Raka memejamkan mata sejenak. “Kita tak punya pilihan lain. Jika kita terus ragu, kita hanya akan berputar di tempat tanpa jawaban.”
Dengan satu gerakan mantap, Raka memindahkan tangannya lebih dekat dan mengarahkan cahaya senter ke simbol itu. Cahaya biru semakin bersinar terang, memancar hingga membuat mereka semua menutup mata.
Kemudian, semuanya menjadi sunyi.
Mereka membuka mata perlahan, dan melihat simbol itu berubah—sekarang membentuk peta yang berkilauan samar.
“Kita harus mengikuti ini,” ujar Amara dengan suara bersemangat namun tetap waspada.
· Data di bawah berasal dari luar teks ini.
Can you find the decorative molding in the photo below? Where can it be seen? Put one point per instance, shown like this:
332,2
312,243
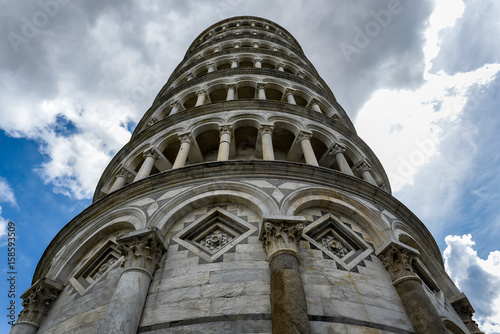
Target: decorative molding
398,259
142,249
281,235
37,301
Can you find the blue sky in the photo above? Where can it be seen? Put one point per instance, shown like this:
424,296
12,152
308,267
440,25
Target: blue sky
419,79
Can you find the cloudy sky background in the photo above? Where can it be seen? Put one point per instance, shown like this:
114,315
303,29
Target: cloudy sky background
421,85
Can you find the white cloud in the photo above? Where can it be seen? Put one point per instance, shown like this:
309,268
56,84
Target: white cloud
6,193
3,225
478,278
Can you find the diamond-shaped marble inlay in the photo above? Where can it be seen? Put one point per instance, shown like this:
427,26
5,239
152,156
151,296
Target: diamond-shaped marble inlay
214,233
337,241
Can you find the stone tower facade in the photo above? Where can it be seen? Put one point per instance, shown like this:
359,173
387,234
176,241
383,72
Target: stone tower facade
244,202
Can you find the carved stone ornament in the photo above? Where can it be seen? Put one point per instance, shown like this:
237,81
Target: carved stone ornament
142,249
38,299
281,236
465,310
398,262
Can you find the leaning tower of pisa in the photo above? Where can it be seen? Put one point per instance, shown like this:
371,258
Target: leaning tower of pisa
245,202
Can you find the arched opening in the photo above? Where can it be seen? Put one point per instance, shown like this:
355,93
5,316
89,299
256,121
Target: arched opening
245,138
246,92
218,95
282,141
208,142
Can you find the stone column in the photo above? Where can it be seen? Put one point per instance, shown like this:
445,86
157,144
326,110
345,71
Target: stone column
304,139
230,92
289,96
180,159
37,301
365,168
338,151
225,142
398,259
261,91
315,105
465,311
288,301
234,63
175,108
121,179
211,68
142,249
266,132
201,98
147,165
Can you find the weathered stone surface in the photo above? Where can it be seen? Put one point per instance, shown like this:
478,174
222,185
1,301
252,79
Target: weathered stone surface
288,303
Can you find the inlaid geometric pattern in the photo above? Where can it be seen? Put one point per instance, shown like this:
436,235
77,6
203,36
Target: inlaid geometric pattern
214,233
338,241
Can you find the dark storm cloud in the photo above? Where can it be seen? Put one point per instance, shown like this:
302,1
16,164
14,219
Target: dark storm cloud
473,41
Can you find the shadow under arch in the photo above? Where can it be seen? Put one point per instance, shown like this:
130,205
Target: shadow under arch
331,199
232,192
112,224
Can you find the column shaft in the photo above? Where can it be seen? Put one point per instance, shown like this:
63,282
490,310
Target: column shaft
201,99
343,165
224,145
125,308
180,160
262,92
146,167
307,150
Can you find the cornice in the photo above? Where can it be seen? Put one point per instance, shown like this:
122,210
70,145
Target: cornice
212,171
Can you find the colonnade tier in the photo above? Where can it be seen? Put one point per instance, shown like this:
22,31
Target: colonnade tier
242,22
248,57
330,144
273,79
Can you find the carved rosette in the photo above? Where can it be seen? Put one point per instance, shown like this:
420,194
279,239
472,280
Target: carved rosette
281,236
37,301
465,310
398,262
142,250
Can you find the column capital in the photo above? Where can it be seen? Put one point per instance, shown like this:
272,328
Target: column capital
185,137
314,101
226,129
281,235
465,311
152,121
37,301
304,135
398,259
363,166
142,249
123,172
150,152
266,129
336,149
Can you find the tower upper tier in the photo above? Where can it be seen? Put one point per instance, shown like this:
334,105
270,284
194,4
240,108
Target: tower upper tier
244,91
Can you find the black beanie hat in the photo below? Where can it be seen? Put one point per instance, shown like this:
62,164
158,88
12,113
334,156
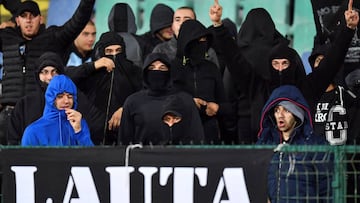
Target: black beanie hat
154,57
161,17
320,50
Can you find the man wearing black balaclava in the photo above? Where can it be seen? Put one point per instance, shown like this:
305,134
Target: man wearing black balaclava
143,111
108,81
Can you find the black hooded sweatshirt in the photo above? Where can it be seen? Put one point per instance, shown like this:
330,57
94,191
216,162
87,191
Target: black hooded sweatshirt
141,121
199,77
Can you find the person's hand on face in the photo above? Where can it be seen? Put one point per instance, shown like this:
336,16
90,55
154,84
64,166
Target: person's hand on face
74,117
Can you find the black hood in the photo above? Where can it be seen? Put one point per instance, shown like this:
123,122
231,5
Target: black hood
256,37
107,39
191,30
122,19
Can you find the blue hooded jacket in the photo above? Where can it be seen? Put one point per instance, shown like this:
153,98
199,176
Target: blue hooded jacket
295,176
53,128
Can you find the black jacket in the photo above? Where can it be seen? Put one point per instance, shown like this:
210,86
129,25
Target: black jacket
97,84
20,54
199,77
122,21
141,121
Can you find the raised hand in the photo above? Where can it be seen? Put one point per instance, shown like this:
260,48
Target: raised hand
351,16
215,13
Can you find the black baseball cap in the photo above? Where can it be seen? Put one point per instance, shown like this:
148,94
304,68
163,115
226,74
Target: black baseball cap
30,6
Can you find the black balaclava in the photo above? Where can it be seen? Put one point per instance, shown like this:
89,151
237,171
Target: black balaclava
289,76
197,51
156,80
48,59
161,17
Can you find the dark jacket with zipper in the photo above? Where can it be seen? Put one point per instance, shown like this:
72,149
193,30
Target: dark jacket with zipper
293,176
20,55
202,79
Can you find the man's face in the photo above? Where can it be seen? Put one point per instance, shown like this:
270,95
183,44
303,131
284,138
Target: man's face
113,50
285,120
280,64
171,119
47,73
158,65
29,24
86,39
64,101
165,34
180,16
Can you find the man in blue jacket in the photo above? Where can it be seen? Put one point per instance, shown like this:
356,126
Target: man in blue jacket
61,124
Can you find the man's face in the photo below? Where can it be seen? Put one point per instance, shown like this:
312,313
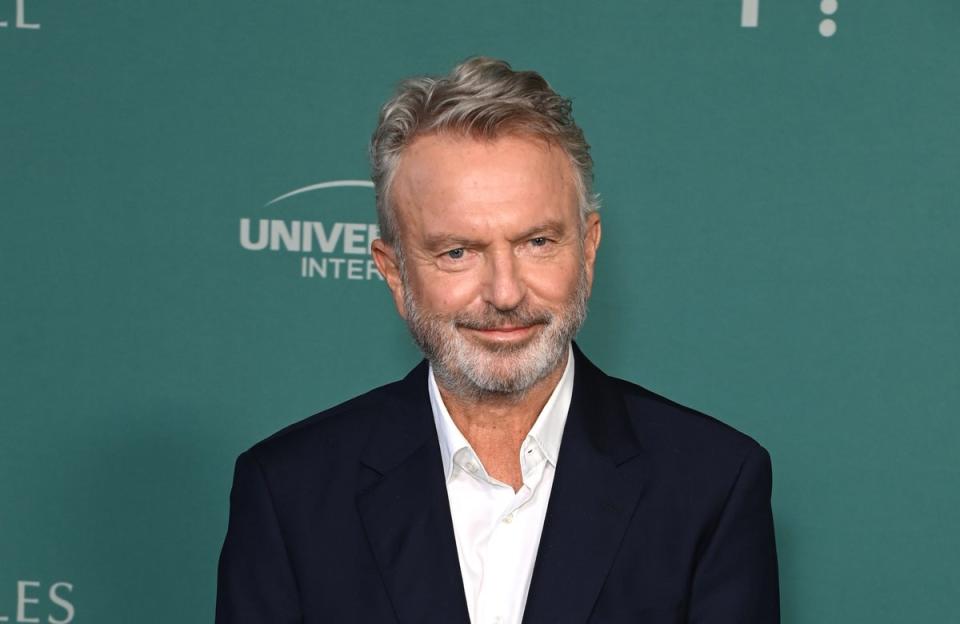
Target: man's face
497,266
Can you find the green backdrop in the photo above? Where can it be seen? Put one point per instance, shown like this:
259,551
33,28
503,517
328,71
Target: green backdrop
781,250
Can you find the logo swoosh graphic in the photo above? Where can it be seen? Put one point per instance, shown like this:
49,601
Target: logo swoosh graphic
319,186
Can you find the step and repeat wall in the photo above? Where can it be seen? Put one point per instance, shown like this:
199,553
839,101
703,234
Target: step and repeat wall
780,184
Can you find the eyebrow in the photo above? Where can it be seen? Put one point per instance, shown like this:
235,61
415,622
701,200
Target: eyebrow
445,240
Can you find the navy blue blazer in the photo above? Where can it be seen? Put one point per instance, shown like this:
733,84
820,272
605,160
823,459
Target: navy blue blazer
658,514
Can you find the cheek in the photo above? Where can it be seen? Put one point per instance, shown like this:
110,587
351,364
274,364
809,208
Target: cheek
446,293
553,283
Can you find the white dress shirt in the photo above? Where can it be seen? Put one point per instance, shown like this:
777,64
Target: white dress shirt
497,529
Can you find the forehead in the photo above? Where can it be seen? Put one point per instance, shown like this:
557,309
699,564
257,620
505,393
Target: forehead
466,183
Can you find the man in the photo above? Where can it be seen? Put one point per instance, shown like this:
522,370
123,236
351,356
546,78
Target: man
506,478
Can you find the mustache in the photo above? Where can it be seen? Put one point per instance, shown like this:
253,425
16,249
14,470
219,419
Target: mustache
498,319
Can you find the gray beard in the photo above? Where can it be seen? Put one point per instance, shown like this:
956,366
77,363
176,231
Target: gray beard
470,370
Peta tersebut menunjukkan jalur menuju tempat yang lebih jauh, sebuah lokasi yang terpencil dengan peta kuno yang samar namun berisi petunjuk yang mereka yakini adalah jalan menuju rahasia ini.
“Baiklah,” kata Raka sambil memantapkan hati. “Jika ini adalah petunjuk, kita harus melangkah. Tapi kita tetap harus waspada.”
Mereka saling berpandangan, kemudian melangkah menuju jalur yang ditunjukkan oleh simbol bercahaya itu.
Namun di dalam hati masing-masing, pertanyaan yang sama terus berputar:
Apakah ini benar? Atau hanya ilusi yang akan membawa mereka semakin jauh ke dalam kegelapan?
Kebenaran itu mungkin masih jauh, tetapi mereka harus terus berjalan.